Wynton Marsalis has been described as the most outstanding jazz musician and trumpeter of his generation, as one of the world's top classical trumpeters, as a big band leader in the tradition of Duke Ellington, a brilliant composer, a devoted advocate for the Arts and a tireless and inspiring educator.
In 1987 Wynton Marsalis co-founded a jazz program at Lincoln Center. Under Wynton Marsalis' leadership the program has developed an international agenda with up to 400 events annually in 15 countries. In December of 1995 the Lincoln Center Board awarded the Jazz Department's significant success by voting it a full constituent, equal in stature with the New York Philharmonic, the Metropolitan Opera, and the New York City Ballet - a historic moment for Jazz as an art form and for Lincoln Center as a cultural institution. In February 1998 New York City Mayor Rudolph Guiliani announced that Jazz at Lincoln Center was selected to be part of the redevelopment of the New York Coliseum site at Columbus Circle.
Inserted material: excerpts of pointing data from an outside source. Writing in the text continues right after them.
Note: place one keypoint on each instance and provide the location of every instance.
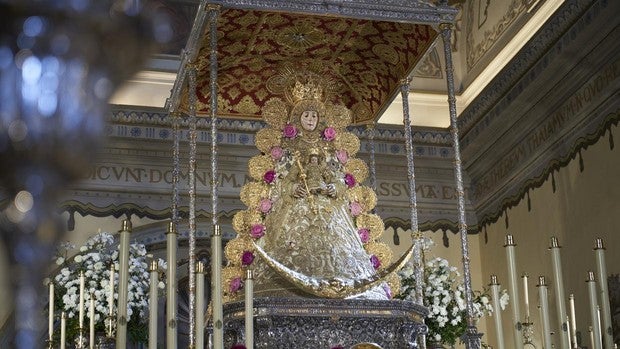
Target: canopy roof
(366, 53)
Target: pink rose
(349, 180)
(329, 134)
(247, 258)
(364, 234)
(290, 131)
(269, 176)
(355, 208)
(235, 285)
(342, 156)
(388, 291)
(276, 153)
(376, 263)
(257, 231)
(265, 205)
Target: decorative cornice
(148, 119)
(492, 214)
(417, 11)
(531, 60)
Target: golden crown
(311, 90)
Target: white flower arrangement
(444, 296)
(95, 258)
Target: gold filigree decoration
(252, 192)
(393, 280)
(358, 168)
(300, 36)
(347, 141)
(267, 138)
(275, 113)
(382, 251)
(260, 164)
(234, 250)
(338, 116)
(363, 195)
(373, 222)
(239, 223)
(229, 273)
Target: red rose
(289, 131)
(329, 133)
(349, 180)
(376, 263)
(247, 258)
(269, 176)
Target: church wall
(583, 207)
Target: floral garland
(95, 258)
(444, 296)
(272, 165)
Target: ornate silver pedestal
(326, 323)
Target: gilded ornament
(373, 222)
(382, 251)
(347, 141)
(363, 195)
(268, 138)
(275, 113)
(239, 223)
(252, 192)
(260, 164)
(235, 248)
(338, 116)
(358, 168)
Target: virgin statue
(308, 230)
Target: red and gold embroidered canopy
(366, 58)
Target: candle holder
(110, 321)
(528, 333)
(81, 342)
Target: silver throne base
(326, 323)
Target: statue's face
(309, 120)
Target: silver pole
(560, 299)
(154, 281)
(370, 128)
(601, 274)
(192, 205)
(415, 234)
(171, 286)
(200, 304)
(216, 240)
(123, 284)
(471, 336)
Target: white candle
(123, 284)
(573, 321)
(81, 300)
(249, 310)
(544, 309)
(568, 332)
(559, 291)
(513, 288)
(91, 313)
(50, 327)
(200, 304)
(216, 287)
(596, 329)
(526, 298)
(63, 330)
(497, 316)
(154, 281)
(601, 274)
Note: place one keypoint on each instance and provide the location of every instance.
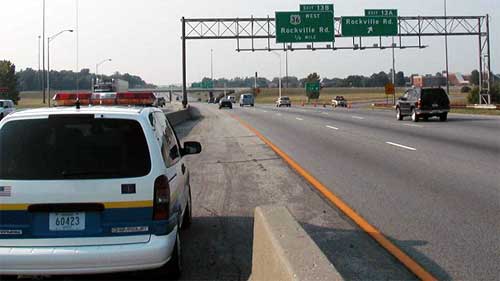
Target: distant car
(225, 103)
(423, 103)
(283, 101)
(6, 108)
(247, 99)
(160, 102)
(339, 101)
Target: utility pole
(286, 70)
(212, 65)
(43, 50)
(39, 75)
(393, 70)
(446, 49)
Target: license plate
(67, 221)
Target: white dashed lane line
(401, 146)
(413, 125)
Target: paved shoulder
(237, 172)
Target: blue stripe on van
(97, 224)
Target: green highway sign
(304, 27)
(312, 87)
(381, 13)
(369, 26)
(316, 8)
(203, 85)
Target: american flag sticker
(5, 191)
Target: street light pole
(279, 78)
(40, 76)
(51, 38)
(43, 50)
(446, 48)
(212, 65)
(99, 64)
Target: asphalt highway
(432, 188)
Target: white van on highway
(95, 189)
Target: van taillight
(419, 104)
(161, 202)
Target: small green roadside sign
(304, 27)
(312, 87)
(316, 8)
(381, 12)
(369, 26)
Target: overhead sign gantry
(267, 33)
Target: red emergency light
(69, 99)
(124, 99)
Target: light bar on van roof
(87, 98)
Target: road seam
(401, 146)
(406, 260)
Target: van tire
(414, 115)
(443, 117)
(399, 116)
(173, 267)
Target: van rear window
(73, 147)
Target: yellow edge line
(412, 265)
(107, 205)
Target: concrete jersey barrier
(282, 250)
(178, 117)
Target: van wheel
(414, 116)
(443, 117)
(188, 214)
(399, 116)
(174, 265)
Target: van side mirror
(191, 147)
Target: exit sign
(369, 26)
(381, 13)
(316, 8)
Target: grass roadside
(471, 111)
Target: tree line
(30, 80)
(359, 81)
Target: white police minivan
(94, 189)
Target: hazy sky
(143, 37)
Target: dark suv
(423, 103)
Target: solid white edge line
(401, 146)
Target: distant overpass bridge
(192, 90)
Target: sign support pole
(184, 86)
Frederick P. Rose Hall, the new 100,000 square foot complex (opened in October 2004), has become Jazz at Lincoln Center's new home.
In 1997 Wynton Marsalis became the first jazz musician ever to win the Pulitzer Prize for Music for his epic oratorio Blood on the Fields. He has won nine of the coveted Grammy Awards, earned the distinction of being the only artist ever to win Grammy Awards for both jazz and classical records (an accomplishment he astonishingly repeated in consecutive years), and he is the only artist ever to have won Grammy Awards in five consecutive years. Wynton Marsalis' radio and television series were awarded the most prestigious distinction in broadcast journalism, the George Foster Peabody Award.
Wynton Marsalis was awarded the Grand Prix Du Disque of France, the Louis Armstrong Memorial Medal, the Netherlands' Edison Award and the Algur H. Meadows Award for Excellence in the Arts. He received countless plaques and was given the Key to over 50 cities. He was inducted into the American Academy of Achievement and was dubbed an Honorary Dreamer by the "I Have a Dream Foundation." Wynton Marsalis received a citation from the United States House of Representatives for his outstanding contributions to the Arts. TIME magazine selected Wynton Marsalis as one of America's most promising leaders under age 40 in 1995, and in 1996 TIME celebrated Marsalis as one of America's 25 Most Influential People. In the spring of 2001 United Nations Secretary General Kofi Annan proclaimed Wynton Marsalis an international ambassador of goodwill by appointing him a United Nations Messenger of Peace.
Honorary degrees have been conferred upon Wynton Marsalis by twenty-nine of our nation's leading academic institutions including Columbia, Brown, Princeton and Yale University. Britain's senior conservatoire, the Royal Academy of Music, granted Mr. Marsalis Honorary Membership, the Academy's highest decoration for a non-British citizen. In France the Ministry of Culture appointed Wynton Marsalis the most prestigious decoration awarded by the French Republic - the rank of Knight in the Order of Arts and Literature.